Red flags / pitfalls
- Diagnosing "candidiasis" repeatedly in a woman who actually has LS — biopsy if persistent itch.
- Inadequate steroid potency or duration — clobetasol is the right choice; under-treatment is the rule.
- Stopping treatment when symptoms resolve — relapse common; needs maintenance.
- Missing dVIN — biopsy any persistent or new thickened lesion.
- Vaginal involvement — reconsider diagnosis; think lichen planus.
- Failing surveillance — SCC risk is real.
- Confusing prepubertal LS with sexual abuse — clinical features and histology distinguish; safeguarding still considered systematically.

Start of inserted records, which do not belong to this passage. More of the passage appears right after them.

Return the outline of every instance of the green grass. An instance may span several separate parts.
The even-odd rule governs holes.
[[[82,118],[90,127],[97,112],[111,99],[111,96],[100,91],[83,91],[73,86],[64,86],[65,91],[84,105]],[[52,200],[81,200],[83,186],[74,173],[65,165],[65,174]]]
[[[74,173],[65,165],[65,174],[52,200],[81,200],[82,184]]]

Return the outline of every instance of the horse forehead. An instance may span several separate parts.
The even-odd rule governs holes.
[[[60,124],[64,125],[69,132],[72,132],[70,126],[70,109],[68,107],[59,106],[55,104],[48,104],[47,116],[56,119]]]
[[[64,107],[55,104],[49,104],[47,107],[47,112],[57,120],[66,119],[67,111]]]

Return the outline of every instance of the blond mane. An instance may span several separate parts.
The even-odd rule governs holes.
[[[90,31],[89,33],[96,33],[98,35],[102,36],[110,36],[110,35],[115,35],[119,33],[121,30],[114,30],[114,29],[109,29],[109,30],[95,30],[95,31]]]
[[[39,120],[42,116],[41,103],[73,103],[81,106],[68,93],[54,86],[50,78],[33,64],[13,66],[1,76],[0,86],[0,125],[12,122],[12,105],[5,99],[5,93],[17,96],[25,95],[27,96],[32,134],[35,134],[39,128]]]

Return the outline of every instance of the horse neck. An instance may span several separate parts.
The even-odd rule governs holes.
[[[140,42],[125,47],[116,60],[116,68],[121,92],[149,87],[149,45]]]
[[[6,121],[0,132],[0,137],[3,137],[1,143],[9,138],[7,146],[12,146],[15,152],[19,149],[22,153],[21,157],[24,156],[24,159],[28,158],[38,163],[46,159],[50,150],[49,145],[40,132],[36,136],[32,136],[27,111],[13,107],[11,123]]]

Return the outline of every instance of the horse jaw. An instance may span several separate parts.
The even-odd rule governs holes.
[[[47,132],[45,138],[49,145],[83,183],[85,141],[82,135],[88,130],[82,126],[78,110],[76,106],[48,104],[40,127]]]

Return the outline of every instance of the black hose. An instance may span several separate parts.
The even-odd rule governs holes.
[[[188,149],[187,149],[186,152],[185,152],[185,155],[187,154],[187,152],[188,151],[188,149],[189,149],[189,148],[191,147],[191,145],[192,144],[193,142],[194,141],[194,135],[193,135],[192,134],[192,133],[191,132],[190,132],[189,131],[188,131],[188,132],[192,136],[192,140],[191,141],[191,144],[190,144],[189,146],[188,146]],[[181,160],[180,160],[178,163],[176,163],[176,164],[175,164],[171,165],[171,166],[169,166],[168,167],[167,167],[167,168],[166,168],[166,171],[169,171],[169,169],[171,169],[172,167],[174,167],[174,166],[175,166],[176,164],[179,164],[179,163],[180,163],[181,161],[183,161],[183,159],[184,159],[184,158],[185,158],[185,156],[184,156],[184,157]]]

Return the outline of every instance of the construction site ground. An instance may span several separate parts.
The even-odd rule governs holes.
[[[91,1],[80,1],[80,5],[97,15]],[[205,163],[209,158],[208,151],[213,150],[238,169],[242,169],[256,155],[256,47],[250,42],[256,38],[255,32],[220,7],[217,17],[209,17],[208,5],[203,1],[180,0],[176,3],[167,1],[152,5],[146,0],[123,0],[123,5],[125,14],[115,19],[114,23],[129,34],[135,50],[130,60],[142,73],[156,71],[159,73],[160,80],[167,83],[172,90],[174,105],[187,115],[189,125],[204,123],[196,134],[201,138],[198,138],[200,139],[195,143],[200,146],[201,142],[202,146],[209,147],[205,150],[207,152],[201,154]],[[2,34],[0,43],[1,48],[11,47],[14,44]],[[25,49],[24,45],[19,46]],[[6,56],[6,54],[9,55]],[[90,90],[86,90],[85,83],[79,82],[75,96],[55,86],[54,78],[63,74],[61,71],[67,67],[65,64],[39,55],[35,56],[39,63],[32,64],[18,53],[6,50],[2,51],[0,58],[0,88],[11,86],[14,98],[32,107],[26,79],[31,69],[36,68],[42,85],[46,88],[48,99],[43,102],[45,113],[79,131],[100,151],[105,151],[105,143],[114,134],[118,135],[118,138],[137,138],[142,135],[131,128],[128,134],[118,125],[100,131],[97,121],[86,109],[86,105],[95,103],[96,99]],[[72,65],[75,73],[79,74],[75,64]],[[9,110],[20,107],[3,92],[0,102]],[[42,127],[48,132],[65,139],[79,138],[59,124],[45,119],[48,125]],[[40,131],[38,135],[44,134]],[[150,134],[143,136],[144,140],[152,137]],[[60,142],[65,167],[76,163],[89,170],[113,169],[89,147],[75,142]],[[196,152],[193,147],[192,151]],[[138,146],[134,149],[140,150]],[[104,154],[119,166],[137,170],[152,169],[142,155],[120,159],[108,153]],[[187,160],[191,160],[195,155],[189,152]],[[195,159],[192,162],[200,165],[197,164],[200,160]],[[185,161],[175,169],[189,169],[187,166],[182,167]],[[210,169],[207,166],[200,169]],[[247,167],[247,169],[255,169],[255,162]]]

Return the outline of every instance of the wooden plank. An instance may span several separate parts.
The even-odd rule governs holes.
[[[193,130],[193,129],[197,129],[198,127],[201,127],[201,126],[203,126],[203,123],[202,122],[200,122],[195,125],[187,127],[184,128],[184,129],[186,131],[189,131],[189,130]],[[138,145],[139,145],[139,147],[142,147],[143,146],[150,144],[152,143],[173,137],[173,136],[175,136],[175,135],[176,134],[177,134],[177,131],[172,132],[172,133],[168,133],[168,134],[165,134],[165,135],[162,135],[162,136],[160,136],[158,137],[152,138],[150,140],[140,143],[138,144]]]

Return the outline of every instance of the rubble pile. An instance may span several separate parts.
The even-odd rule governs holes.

- Cosmetic surgery in LS — disease recurs.
Evidence anchors
- British Association of Dermatologists (BAD) guidelines for the management of lichen sclerosus (Lewis FM et al., Br J Dermatol 2018) — primary management reference.
- British Society for the Study of Vulval Disease (BSSVD) patient information and clinician guidelines.
- ISSVD 2015 Terminology — anatomical and lesion terminology.
- RCOG GTG 58 (Vulval Skin Disorders, archived 2024+) — superseded by BAD/BSSVD documents.
- WHO Classification of Female Genital Tumours, 5th edition — dVIN/SCC classification.
- NICE NG12 — Suspected cancer: recognition and referral — vulval lesion 2-week-wait criteria.
- South African EML / National Department of Health Standard Treatment Guidelines — clobetasol availability (Level 2/3 facilities).
- Lee A, et al. Long-term management of adult vulvar lichen sclerosus: a prospective cohort study of 507 women. JAMA Dermatol 2015 — landmark study on outcomes with adequate steroid use.